IMPRESSÕES SOBRE A LEI ANTICORRUPÇÃO – POR PIERPAOLO CRUZ BOTTINI E I ;R TAMASAUSKAS

02/10/2014

Entra em vigor hoje a Lei de Combate à Corrupção (nº12.846/13), uma das iniciativas mais importantes do Legislativo nos últimos tempos.

Os menos avisados podem se perguntar sobre o que há de novo, uma vez que a corrupção já era proibida em nosso ordenamento. Mas há uma diferença: em geral, as normas anteriores puniam apenas as pessoas físicas que cometiam a corrupção, deixando de lado a empresa, em regra a mais favorecida com o ato.

Agora, as empresas também serão responsabilizadas por atos de corrupção e outros similares praticados em seu benefício. A lei prevê penas duras, como multas de 0,1% a 20% do faturamento bruto, vedação de contratar com o poder público e até a dissolução compulsória, uma “pena de morte empresarial”.

Talvez a inovação mais significativa -e polêmica- seja a previsão da responsabilidade objetiva da empresa. Com isso, a corporação será punida mesmo que seus dirigentes não tenham autorizado o ato ilícito. Basta que um funcionário parceiro, contratado ou consorciado tenha oferecido ou pago vantagem indevida a funcionário público, e as penas serão aplicadas.
Desde que a empresa seja beneficiada pelo ato, claro. Assim, se uma corporação contrata um serviço de terceiro para obter licença ambiental, e este pague propina, ambos serão punidos.

A ideia do legislador é que a empresa cuide não apenas de sua probidade, mas também se assegure do comportamento ético daqueles com os quais trabalha. Claro que isso tem o limite do bom senso, dada a impossibilidade de se conhecer integralmente o caráter de seus parceiros ou empregados. Mas a ideia é incentivar a corporação a desenvolver sistemas de controle internos que façam checagens periódicas sobre seus colaboradores, assegurando-se de que todos mantêm uma postura correta em relação ao poder público.
Nessa linha, a lei prevê a redução da sanção para a empresa que mantiver mecanismos internos de prevenção a atos ilícitos, códigos de ética, auditorias regulares e canais para denúncias. Busca-se, com isso, estimular o compromisso empresarial com uma cultura ética.

Os impactos da lei já foram sentidos. É notável como boa parte das corporações revisaram ou criaram regras de boas condutas, estabeleceram padrões rígidos de comportamento e passaram a colaborar com investigações em suas dependências. Ao contrário de tantas leis que “não pegam”, essa surtiu efeitos mesmo antes de entrar em vigor.

É claro que existem problemas. A falta de critérios claros para a fixação das penas e a possibilidade de que a União, Estados e municípios apurem os fatos e apliquem sanções autonomamente podem gerar excessos e conflitos. Mas espera-se que os entes federados estabeleçam diretrizes para uma atuação harmônica. Do contrário, o Judiciário será acionado para garantir a razoabilidade na incidência da lei.
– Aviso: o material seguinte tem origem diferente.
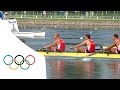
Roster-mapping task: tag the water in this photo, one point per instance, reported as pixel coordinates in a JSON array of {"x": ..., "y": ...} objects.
[{"x": 76, "y": 68}]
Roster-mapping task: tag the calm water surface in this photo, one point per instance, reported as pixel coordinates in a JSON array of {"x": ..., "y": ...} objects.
[{"x": 76, "y": 68}]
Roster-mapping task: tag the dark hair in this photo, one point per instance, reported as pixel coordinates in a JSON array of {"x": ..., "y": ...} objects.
[
  {"x": 115, "y": 35},
  {"x": 88, "y": 35}
]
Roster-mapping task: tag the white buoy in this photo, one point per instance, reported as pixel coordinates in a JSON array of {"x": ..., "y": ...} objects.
[{"x": 36, "y": 16}]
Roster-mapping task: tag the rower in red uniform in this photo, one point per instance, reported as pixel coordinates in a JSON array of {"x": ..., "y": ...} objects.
[
  {"x": 116, "y": 43},
  {"x": 88, "y": 42},
  {"x": 58, "y": 45}
]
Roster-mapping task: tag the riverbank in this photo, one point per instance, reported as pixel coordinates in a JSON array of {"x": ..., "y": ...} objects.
[{"x": 73, "y": 22}]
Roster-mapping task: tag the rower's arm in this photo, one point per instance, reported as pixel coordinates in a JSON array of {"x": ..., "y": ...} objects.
[
  {"x": 113, "y": 45},
  {"x": 53, "y": 44},
  {"x": 81, "y": 44}
]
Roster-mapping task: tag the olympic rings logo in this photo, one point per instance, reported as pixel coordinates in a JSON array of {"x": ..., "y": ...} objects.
[{"x": 19, "y": 60}]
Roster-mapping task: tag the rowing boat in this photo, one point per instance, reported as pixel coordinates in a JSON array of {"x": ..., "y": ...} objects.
[
  {"x": 30, "y": 34},
  {"x": 82, "y": 55}
]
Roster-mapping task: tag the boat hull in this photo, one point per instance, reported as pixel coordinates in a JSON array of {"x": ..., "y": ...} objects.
[{"x": 73, "y": 54}]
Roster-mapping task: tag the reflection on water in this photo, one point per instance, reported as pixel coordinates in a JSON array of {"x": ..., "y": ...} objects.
[{"x": 78, "y": 69}]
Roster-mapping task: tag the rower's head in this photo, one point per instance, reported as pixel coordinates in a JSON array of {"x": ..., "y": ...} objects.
[
  {"x": 115, "y": 36},
  {"x": 87, "y": 36},
  {"x": 56, "y": 35}
]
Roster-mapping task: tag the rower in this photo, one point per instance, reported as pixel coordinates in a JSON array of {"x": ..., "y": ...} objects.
[
  {"x": 116, "y": 43},
  {"x": 88, "y": 42},
  {"x": 58, "y": 45}
]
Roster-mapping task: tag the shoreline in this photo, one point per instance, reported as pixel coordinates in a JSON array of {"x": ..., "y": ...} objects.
[{"x": 68, "y": 22}]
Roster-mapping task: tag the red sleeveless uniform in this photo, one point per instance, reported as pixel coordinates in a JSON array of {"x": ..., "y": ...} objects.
[{"x": 91, "y": 49}]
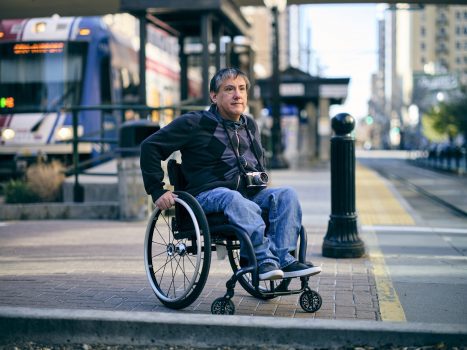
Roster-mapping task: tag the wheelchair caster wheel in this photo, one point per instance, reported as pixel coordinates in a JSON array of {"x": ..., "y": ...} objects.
[
  {"x": 310, "y": 301},
  {"x": 222, "y": 306}
]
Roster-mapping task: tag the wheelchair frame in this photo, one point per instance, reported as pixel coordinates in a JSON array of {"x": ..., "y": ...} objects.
[{"x": 177, "y": 255}]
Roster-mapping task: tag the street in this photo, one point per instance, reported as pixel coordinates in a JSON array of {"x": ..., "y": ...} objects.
[{"x": 427, "y": 262}]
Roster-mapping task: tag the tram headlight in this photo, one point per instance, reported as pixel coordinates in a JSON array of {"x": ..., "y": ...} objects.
[
  {"x": 65, "y": 133},
  {"x": 8, "y": 134}
]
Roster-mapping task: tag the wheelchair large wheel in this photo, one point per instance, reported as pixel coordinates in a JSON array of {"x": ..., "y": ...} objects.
[
  {"x": 246, "y": 280},
  {"x": 177, "y": 252}
]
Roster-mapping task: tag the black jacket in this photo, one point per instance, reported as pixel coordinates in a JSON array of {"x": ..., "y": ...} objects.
[{"x": 208, "y": 159}]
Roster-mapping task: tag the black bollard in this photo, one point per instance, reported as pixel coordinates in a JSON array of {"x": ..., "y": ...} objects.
[{"x": 341, "y": 240}]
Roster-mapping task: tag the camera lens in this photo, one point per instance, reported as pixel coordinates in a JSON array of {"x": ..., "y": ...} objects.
[{"x": 263, "y": 178}]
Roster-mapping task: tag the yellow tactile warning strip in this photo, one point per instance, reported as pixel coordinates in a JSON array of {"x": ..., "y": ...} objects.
[
  {"x": 390, "y": 307},
  {"x": 377, "y": 205}
]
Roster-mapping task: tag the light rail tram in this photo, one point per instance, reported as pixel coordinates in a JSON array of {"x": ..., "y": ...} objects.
[{"x": 48, "y": 63}]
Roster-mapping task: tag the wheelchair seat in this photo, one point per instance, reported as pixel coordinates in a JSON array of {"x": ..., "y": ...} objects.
[{"x": 178, "y": 246}]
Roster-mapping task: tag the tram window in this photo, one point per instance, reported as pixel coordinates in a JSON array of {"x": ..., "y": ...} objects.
[
  {"x": 42, "y": 76},
  {"x": 105, "y": 81}
]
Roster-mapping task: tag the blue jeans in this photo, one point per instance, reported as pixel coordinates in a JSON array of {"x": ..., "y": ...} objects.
[{"x": 285, "y": 217}]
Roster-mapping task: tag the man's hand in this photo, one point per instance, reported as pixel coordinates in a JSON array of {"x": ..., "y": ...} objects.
[{"x": 165, "y": 201}]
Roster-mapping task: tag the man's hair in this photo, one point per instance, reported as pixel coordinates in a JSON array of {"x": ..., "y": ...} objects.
[{"x": 224, "y": 74}]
Criticas à parte, a lei é boa. Vale sempre lembrar que não se trata de norma penal. Não tem a contundência inútil da ameaça de prisão, mas a racionalidade de identificar os reais beneficiários do ato de corrupção e puni-los, afetando seu setor mais sensível: o faturamento. Ademais, ao prever a colaboração das empresas na identificação ou repressão aos ilícitos que possam ser praticados em seu benefício, o poder público faz uma espécie de prevenção geral positiva, forçando a incorporação de novos valores na organização corporativa.

Se tal estratégia é adequada, o tempo dirá. Mas criar dispositivos que incentivem a cooperação dos agentes privados parece mais eficiente do que a velha e fracassada política de aumentar penas ou transformar tudo o que incomoda em crime hediondo, como se isso, num passe de mágica, reduzisse o crime organizado a pó.

Pierpaolo Cruz Bottini, é advogado, Conselheiro do Movimento de Defesa da Advocacia (MDA), professor doutor de direito penal da Faculdade de Direito da USP. Foi secretário da Reforma do Judiciário do Ministério da Justiça (governo Lula).
Igor Tamasauskas, é advogado. Foi subchefe adjunto da Casa Civil da Presidência da República para Assuntos Jurídicos (governo Lula).